Kieron Niven, Archaeology Data Service / Digital Antiquity, Guides to Good Practice

File formats

A number of issues will be discussed below in reference to specific file formats but, in general terms, there are two areas of concern for archives that can be discussed in reference to text documents as a whole. The first of these, as is also seen in relation to a wide number of file formats, is the continually developing nature of formats used by word processing packages. Aside from the possibility of receiving files produced by now defunct software (e.g Wordstar), the continual development and enhancement of formats used by currently popular word processing packages often results in incompatibility between older versions of a file and the current version of the software. As mentioned above, the current move towards XML-based open standard formats such as .docx and .odt has been an attempt both to standardise these formats and to allow different software packages to read non-native formats. To some extent a similar problem has also been apparent with the PDF format and, again, the recent move towards an open standard (PDF/A [1]) has been an attempt to address these long term access issues.

Embedded objects

In addition to the file formats themselves, there are general concerns regarding the ability to embed content within text documents and the implications this has for preserving such content in the long term within the original document format.
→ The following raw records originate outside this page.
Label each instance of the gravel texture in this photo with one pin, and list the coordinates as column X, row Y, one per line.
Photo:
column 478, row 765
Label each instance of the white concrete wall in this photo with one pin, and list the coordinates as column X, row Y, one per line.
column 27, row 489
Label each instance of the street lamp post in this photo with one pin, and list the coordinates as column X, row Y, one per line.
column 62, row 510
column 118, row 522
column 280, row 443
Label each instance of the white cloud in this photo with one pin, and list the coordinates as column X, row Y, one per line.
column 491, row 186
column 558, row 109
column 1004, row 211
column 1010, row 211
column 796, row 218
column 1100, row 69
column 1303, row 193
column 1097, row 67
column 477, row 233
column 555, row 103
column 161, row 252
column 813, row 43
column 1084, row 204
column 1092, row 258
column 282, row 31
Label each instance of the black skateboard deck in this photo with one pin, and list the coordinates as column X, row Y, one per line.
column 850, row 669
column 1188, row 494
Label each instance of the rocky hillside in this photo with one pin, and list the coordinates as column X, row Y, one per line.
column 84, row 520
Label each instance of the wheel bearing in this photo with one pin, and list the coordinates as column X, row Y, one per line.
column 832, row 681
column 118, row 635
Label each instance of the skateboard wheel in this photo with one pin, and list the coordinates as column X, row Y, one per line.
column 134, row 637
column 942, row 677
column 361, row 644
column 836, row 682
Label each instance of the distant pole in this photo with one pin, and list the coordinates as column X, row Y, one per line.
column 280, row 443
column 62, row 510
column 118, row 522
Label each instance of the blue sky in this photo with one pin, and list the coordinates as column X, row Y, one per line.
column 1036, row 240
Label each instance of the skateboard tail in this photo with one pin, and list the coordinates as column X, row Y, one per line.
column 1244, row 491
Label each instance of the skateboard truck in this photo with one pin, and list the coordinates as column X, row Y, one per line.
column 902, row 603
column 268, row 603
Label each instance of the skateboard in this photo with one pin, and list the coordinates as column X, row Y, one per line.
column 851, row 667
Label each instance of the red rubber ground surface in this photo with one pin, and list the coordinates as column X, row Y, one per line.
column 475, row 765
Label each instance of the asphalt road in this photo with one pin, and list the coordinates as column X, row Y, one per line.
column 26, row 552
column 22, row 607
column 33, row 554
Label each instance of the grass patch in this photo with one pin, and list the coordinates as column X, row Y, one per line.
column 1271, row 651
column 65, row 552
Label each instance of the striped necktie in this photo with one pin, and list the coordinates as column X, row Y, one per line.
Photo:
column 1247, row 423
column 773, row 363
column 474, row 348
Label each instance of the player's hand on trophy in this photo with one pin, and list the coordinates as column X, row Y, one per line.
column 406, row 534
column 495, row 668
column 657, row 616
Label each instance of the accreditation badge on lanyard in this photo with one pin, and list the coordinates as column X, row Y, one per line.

The most common type of embedded content is arguably images although in certain formats, most notably Microsoft Word and PDF, more complex content such as spreadsheets and video can be stored with the text document itself and often in a format which should be deposited and archived separately. It is generally recommended that, in addition to embedding, such content is stored and archived separately thereby retaining the original qualities of the content (e.g. image resolution) and allowing it to follow a separate archival strategy to the textual content.